Thursday 28 February 2019

Deffkopta jetbikes

I still haven't got anywhere on my various ongoing Undead projects, so today I'm going to share a few more models from my old Ork brigade – both finished and unfinished. But before I do that I want to start with an article from White Dwarf magazine that really resonated with me. This was just a single page, tucked into issue 304 of the UK magazine, released in early 2005, but it featured some of the best Ork conversions I have ever seen: three jetbikes made by Games Workshop artist Alex Boyd, to take the place of Deffkoptas in his army.


And this article is the inspiration for the models I want to share today. Three or four years after Alex Boyd's jetbikes appeared in White Dwarf, Games Workshop released the stunning Warhammer 40,000 starter set, Assault on Black Reach, and with it their first all-plastic Deffkoptas.

It's probably just me being a nerd, or maybe even ill-informed, but I've always had a bit of a problem with helicopter models where the blades look too short to lift the rest of the craft off the ground. My feeling is that it's cool to invent fictional technology that performs beyond current expectations, but it's not okay to say that something has changed physics.
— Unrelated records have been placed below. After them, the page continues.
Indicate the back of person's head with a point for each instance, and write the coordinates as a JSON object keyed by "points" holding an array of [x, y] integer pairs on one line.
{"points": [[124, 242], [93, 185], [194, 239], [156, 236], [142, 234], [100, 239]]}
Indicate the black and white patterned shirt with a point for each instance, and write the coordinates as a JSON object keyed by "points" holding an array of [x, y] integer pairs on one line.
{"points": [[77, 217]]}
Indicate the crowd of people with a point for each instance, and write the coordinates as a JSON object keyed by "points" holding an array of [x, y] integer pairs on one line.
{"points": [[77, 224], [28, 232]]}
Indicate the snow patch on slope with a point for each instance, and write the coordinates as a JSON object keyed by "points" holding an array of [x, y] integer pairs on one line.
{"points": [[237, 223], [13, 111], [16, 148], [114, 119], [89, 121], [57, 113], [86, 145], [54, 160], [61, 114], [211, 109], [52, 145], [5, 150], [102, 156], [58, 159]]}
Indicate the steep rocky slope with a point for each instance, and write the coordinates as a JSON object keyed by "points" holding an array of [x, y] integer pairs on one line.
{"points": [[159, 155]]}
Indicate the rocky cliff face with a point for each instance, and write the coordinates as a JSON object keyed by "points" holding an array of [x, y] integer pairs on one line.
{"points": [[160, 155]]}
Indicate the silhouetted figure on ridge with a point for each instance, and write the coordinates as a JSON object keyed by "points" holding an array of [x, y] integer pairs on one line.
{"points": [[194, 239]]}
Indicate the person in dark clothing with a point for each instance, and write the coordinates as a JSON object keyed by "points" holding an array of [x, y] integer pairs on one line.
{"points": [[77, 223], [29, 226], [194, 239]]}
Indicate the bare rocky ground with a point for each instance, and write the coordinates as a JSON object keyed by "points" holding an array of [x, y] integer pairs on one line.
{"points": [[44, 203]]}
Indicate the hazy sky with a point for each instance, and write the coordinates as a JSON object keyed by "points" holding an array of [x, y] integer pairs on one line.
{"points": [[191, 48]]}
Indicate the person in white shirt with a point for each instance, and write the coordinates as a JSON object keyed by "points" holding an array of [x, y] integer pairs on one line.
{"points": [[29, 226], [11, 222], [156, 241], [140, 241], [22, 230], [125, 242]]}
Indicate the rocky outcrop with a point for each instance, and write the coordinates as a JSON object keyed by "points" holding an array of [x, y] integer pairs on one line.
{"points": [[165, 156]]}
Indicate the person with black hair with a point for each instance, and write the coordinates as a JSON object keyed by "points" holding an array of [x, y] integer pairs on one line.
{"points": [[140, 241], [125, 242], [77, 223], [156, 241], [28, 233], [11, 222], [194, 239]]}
So, I wasn't entirely taken with the Deffkopta models in the box, and decided to take a leaf out of Alex Boyd's book, cutting the rotors off and glueing a bloody great jet engine on the back instead.


However, after completing the first one, I scrabbled around in my bits box and realised I didn't have enough parts to do the same thing to the other two Deffkoptas.

Fast forward to just a couple of years ago and Ramshackle Games came to the rescue. Their Jet Bike Kickstarter campaign contained a multitude of air intakes, jet nozzles, engine blocks and other fantastic, sci-fi, aeronautical bits – enough to give me everything I needed to complete the project.

I wanted all three flying machines to appear similar, yet distinct – like the mekboy responsible for their construction got bored and tried to vary the design as he went on.

As it turns out, it's an idea that in the real world wasn't that far from the truth.